Challenges and Opportunities for time-delay cosmography with multi-messenger gravitational lensing

TL;DR

This paper explores the potential of using gravitational wave signals in time-delay cosmography, comparing it to electromagnetic methods, and discusses the challenges and advantages of this new approach for constraining cosmological parameters.

Contribution

It provides a comparative analysis of GW and EM signals for time-delay cosmography and identifies key challenges and opportunities in adopting GW signals for cosmological measurements.

Findings

GW signals can potentially improve time-delay measurements.

Astrometric precision is a critical challenge.

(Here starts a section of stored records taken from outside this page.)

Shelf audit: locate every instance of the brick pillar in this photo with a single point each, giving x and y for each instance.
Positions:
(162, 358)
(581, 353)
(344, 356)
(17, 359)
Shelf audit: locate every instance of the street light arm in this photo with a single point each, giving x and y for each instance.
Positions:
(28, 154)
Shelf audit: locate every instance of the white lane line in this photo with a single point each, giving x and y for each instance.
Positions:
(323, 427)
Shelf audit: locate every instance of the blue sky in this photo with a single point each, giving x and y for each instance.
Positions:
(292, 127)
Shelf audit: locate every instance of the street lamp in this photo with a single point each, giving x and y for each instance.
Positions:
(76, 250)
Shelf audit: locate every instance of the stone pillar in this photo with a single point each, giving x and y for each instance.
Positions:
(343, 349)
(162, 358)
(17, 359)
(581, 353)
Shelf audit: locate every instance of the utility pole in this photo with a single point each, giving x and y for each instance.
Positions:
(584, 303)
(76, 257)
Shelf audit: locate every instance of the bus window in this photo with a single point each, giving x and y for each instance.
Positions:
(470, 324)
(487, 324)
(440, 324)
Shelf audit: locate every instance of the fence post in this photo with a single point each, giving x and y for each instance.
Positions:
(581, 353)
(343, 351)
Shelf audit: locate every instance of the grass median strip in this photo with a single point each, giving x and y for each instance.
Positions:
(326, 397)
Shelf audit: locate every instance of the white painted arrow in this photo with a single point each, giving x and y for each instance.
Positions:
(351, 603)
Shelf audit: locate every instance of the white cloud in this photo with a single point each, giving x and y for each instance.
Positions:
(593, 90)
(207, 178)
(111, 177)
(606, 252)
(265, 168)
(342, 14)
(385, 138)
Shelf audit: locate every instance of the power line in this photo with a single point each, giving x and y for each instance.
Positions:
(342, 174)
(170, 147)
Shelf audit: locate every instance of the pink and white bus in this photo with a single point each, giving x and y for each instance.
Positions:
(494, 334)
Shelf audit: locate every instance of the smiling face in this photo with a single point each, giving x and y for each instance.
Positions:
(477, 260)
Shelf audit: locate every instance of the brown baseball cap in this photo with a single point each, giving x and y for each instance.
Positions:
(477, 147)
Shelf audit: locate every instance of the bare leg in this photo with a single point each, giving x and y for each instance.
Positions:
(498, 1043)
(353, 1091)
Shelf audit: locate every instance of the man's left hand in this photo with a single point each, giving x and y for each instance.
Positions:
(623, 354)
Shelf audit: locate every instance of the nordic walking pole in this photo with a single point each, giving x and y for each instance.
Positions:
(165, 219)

Near-perfect GW time-delay measurements could significantly impact cosmology.

Abstract

Strong gravitational lensing of variable sources, such as quasars or supernovae, can be used to constrain cosmological parameters through a technique known as "time-delay cosmography''. Competitive constraints on the Hubble constant have been achieved with electromagnetic observations of lensed quasars and lensed supernovae. Gravitational wave (GW) astronomy may open up a new channel for time-delay cosmography with GW signal replacing the electromagnetic (EM) one. We highlight the similarities of using GW signals to be applied to time-delay cosmography compared to EM signal. We then discuss key differences between GW and EM signals and their resulting advantages and inconveniences from the angle of the current state-of-the-art using quasars and lensed supernovae for time-delay cosmography. We identify the astrometric precision requirement of the images as a key challenge to overcome and highlight the potentially significant impact that near-perfect time-delay measurements of lensed GWs can bring to the table.